Thousands Of People In Romania Held A Massive Pride March To Demand Protection For LGBT People
Around 8,000 people in Romania showed their support for the LGBTQ community on Saturday Aug. 14, as they joined the annual Bucharest Pride Parade.
Around 8,000 people in Romania showed their support for the LGBTQ community on Saturday Aug. 14, as they joined the annual Bucharest Pride Parade.
Participants waved flags, blew whistles, danced during the march, which has been celebrated since 2004 and was canceled last year due to the COVID-19 pandemic.
This year’s Pride Parade in the capital marked 20 years since the country repealed a law that criminalized homosexuality.
Although the law, Article 200, was annulled in 2001, the country still bans same-sex marriage and civil partnerships.

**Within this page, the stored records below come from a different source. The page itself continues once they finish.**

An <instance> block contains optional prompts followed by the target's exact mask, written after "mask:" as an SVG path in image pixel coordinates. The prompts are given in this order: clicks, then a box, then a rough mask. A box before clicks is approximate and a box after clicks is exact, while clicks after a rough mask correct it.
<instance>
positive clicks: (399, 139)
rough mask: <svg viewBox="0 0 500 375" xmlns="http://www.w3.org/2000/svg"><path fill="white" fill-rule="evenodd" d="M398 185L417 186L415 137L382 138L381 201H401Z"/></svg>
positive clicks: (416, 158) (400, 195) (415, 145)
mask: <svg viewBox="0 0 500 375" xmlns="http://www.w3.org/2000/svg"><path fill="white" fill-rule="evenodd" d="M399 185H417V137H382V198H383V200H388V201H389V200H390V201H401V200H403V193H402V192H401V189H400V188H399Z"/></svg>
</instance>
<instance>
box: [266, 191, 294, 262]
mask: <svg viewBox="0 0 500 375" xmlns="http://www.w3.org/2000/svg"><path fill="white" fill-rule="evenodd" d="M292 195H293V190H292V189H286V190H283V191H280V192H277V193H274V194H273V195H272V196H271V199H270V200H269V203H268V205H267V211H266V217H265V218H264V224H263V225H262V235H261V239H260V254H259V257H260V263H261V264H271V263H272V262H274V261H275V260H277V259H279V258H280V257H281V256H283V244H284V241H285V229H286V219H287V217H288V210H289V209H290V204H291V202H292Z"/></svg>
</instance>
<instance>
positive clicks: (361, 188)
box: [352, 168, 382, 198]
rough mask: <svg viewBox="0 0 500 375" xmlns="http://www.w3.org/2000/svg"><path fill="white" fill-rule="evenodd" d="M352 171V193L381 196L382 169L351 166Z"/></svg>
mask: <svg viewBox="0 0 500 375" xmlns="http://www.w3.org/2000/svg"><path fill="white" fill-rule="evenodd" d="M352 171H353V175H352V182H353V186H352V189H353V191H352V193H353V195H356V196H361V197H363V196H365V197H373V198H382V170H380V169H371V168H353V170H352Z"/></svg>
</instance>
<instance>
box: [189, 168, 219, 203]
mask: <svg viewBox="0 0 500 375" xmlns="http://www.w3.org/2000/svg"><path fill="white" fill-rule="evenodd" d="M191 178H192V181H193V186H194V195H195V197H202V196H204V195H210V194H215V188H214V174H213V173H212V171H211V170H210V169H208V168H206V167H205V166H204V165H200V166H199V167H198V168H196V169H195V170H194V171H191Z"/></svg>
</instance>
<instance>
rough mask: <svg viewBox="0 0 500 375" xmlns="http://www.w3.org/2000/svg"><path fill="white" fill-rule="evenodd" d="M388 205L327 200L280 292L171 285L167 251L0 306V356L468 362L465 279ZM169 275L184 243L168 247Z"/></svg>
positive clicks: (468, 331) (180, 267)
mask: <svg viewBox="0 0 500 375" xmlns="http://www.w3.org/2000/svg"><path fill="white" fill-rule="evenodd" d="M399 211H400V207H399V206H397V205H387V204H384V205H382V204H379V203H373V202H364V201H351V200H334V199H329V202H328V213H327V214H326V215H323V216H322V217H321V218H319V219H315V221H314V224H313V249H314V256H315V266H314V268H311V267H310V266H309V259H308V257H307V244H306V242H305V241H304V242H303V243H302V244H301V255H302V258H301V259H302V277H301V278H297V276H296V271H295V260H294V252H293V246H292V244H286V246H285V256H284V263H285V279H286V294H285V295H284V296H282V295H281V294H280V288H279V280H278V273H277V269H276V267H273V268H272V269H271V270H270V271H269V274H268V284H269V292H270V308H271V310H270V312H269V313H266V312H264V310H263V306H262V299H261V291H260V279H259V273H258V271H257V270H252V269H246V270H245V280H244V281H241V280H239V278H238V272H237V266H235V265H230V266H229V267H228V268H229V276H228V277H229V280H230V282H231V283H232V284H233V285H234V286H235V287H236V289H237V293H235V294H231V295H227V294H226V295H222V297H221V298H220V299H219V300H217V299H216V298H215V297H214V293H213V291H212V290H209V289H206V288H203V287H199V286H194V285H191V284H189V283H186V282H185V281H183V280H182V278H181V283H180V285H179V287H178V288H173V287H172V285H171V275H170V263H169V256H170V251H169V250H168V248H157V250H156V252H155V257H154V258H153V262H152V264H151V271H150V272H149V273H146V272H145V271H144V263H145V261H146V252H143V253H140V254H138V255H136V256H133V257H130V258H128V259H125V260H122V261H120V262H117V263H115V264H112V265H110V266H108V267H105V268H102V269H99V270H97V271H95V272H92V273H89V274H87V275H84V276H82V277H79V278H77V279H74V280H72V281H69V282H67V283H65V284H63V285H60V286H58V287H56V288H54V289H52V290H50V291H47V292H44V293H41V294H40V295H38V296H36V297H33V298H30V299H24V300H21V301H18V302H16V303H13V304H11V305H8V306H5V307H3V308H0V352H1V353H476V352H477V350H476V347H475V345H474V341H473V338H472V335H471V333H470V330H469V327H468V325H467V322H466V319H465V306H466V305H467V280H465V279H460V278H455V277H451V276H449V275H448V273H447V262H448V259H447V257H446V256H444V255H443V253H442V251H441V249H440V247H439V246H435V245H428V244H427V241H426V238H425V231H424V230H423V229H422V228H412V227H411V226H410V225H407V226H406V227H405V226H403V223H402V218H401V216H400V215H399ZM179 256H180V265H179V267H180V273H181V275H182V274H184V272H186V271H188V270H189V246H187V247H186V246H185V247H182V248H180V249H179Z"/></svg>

Teodora Ion-Rotaru, the executive director of ACCEPT Association, an LGBT rights group, told AP that the Bucharest Pride “remains a protest that asks for the very basics.”
“The march asks for protection from violence, protection from discrimination, protection from being fired for your sexual orientation or gender identity,” she said.
Just a few hours before the pride parade was set to begin, about 100 far-right supporters held an anti-LGBT counter-march in the capital to advocate for traditional family values.
According to Reuters, lawmakers from two different parties, the junior ruling coalition ethnic Hungarian party UDMR and the opposition ultra-nationalist Alliance for Uniting Romanians (AUR), have also stated that they plan on introducing legislation in September, when parliament is scheduled to reconvene, that will ban “gay propaganda” in schools.